Jingming Garden (静明园 (靜明園)) is an imperial garden on the Jade Spring Hill in Beijing, China, west of the Summer Palace. It is a Major Historical and Cultural Site Protected at the National Level.

==History==
Jingming Garden was first built in the Jurchen Jin dynasty and also called Lotus Palace (Furong Palace) and Jade Spring Pavilion.

Yanhua Temple was built in the Zhengde era of the Ming dynasty.

The Clean Heart Garden was built in the 19th year of the Kangxi reign of the Qing dynasty and renamed as Jingming Garden in the 31st year of Kangxi.

It was burned down by the Anglo-French Allied Force and the Eight-Nation Alliance in 1860 and 1900 respectively. It became Jade Spring Hill Water Company after the Revolution of 1911 and was opened to the public.

After the People's Republic of China was founded, Jingming Garden was the summer retreat of national leaders and was renovated. The plan to arrest the Gang of Four was formulated here.

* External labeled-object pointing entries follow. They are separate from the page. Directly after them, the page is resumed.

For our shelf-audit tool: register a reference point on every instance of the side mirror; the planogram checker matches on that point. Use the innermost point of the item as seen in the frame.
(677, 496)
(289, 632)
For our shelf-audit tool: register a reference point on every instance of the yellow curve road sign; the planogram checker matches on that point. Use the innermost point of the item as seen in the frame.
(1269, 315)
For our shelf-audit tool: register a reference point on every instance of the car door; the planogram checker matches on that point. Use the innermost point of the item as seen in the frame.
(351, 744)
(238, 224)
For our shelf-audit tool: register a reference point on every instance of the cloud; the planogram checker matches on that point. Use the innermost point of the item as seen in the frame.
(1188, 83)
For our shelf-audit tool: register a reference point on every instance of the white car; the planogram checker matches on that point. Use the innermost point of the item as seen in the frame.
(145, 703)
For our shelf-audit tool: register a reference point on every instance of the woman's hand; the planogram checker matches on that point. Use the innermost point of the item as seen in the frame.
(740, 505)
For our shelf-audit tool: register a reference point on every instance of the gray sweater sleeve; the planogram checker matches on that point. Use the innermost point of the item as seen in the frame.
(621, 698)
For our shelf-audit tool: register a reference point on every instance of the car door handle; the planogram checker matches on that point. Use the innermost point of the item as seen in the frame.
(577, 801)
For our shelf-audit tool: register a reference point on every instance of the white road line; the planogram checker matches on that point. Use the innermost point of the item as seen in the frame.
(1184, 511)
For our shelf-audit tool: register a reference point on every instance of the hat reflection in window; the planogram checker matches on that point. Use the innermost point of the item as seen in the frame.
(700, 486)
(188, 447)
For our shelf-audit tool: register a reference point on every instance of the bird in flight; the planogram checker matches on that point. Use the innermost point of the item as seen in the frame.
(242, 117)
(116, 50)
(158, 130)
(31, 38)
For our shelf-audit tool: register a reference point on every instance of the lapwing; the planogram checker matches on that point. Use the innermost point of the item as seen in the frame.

Jingming Garden is a Beijing cultural relics protection unit. It was listed in the 6th batch of National Key Cultural Relic Protection Unit by the State Council on 25 May 2006.

==Features==
- Jade Spring was named "the best spring in the world" by Qianlong Emperor. Spouting Jade Spring is one of Eight scenery of Peking.
- Jade Hill Tower is in the main peak of Jade Spring Hill. It is an octagonal seven steps wood-like stone tower with height 47.7 meter, which well known by one of sixty scenery "Jade Hill Tower Shadow".
- Huazang Tower is an octagonal seven steps dense eaves type white marble stone tower.
- Chengzhao Pass was crenelation connected with the height beyond 6 meter.
- Lanka Cave is a cave with esoteric buddhism bas-reliefs on precipices with high artistic value.